Márcio Câmara: sobre a escuta

Um dos mais requisitados técnicos de som direto do país, responsável pela captação sonora de filmes como Lavoura Arcaica, Mutum, A Ostra e o Vento, Cinema, Aspirinas e Urubus, Amélia e Peões, Marcio Câmara não se contenta em pilotar microfones e gravadores. Já dirigiu vários curtas – entre eles o premiadíssimo Rua da Escadinha, 162, estrelado por seu tio, o pesquisador de música Christiano Câmarae no ano passado fez uma estreia dupla: apresentou seu primeiro longa e lançou seu primeiro livro.

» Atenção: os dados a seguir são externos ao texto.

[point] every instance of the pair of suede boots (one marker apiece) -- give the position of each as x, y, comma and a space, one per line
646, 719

Som Direto no Cinema Brasileiro: fragmentos de uma história abre uma picada inédita na literatura brasileira sobre cinema. Fruto de uma dissertação de mestrado na UFF, o livro pretende combater uma “invisibilidade”. Ou, como afirma Márcio, “a insistência em fazer parecer que o som direto não tem importância dentro do processo criativo, seja no campo teórico, como na prática audiovisual”.

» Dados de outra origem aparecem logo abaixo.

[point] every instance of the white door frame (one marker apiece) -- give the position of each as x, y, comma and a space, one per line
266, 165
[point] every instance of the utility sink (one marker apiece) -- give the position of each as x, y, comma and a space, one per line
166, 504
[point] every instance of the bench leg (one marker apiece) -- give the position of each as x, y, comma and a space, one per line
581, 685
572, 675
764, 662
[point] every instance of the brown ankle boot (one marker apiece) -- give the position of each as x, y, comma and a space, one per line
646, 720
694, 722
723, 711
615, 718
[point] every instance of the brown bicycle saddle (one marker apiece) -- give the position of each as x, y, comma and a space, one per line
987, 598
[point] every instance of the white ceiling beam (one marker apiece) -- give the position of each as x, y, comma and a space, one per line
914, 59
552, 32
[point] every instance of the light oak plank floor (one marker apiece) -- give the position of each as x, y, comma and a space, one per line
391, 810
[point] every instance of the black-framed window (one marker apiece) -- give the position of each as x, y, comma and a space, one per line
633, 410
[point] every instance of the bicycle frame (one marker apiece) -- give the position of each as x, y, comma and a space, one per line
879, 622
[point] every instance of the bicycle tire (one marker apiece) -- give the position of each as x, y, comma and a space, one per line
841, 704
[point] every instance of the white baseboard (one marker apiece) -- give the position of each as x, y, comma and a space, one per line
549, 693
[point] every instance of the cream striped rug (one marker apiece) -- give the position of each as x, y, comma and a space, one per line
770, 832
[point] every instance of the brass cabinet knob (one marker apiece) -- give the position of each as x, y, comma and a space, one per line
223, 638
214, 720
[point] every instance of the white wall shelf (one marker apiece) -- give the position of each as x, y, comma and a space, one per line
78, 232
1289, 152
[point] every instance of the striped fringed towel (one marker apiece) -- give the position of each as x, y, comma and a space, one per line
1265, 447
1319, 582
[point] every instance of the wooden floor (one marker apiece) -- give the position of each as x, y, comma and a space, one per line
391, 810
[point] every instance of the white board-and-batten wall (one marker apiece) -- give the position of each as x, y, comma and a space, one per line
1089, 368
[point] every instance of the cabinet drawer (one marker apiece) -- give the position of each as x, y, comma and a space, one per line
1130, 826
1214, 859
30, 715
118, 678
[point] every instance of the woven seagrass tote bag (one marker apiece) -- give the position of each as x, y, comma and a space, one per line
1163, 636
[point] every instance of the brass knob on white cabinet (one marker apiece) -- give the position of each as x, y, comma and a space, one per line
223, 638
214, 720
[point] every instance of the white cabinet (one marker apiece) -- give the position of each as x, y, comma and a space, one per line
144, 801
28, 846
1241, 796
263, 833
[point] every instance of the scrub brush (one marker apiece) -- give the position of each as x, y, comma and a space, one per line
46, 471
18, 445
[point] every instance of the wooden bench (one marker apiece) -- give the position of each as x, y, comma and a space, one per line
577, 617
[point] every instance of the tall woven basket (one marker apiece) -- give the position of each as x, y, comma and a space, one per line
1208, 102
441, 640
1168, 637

Ele dá exemplos dessa “invisibilidade”. Um deles é a pouca atenção que roteiristas e diretores costumam dar aos aspectos sonoros na etapa de criação e planejamento do filme, deixando que isso fique restrito ao gueto dos técnicos e dos editores de som. Outro exemplo: alijados do processo criativo, tratados quase como intrusos, os técnicos de som direto tendem a ser menos bem remunerados que fotógrafos e diretores de arte, que são ligados ao campo hegemônico das imagens. Por fim, nem o público nem a crítica partilham uma noção mais apurada do que seja o trabalho de som em um filme.

No livro, Márcio ocupa-se em detalhar a atividade dos técnicos de som direto, chamando atenção para sua participação criativa na construção de ambientes sonoros, muito além dos meros “apertadores de botão” como tantos os veem. A pesquisa sonora para um filme abrange tudo o que se passa no set de filmagem e não se restringe a ele. Uma das passagens mais curiosas do livro é quando se fala dos poetas como excelente fonte de referência para os sons dos filmes de época.

A partir da carreira e de depoimentos de mestres do ofício como Walter Goulart, Juarez Dagoberto, Zezé D’Alice, Cristiano Maciel, Mark van der Willigen, Paulo Ricardo Nunes e João Godoy, acrescidos de considerações sobre o seu próprio trabalho, o autor oferece um esboço de história do som direto no Brasil. Passa pela difícil introdução da técnica nos anos 1960, o império da dublagem através dos anos 70, a ação dos pioneiros em tempos difíceis, o atraso brasileiro na experimentação do som e a defasagem tecnológica só superados nos anos 2000, e as profundas mudanças de anos recentes.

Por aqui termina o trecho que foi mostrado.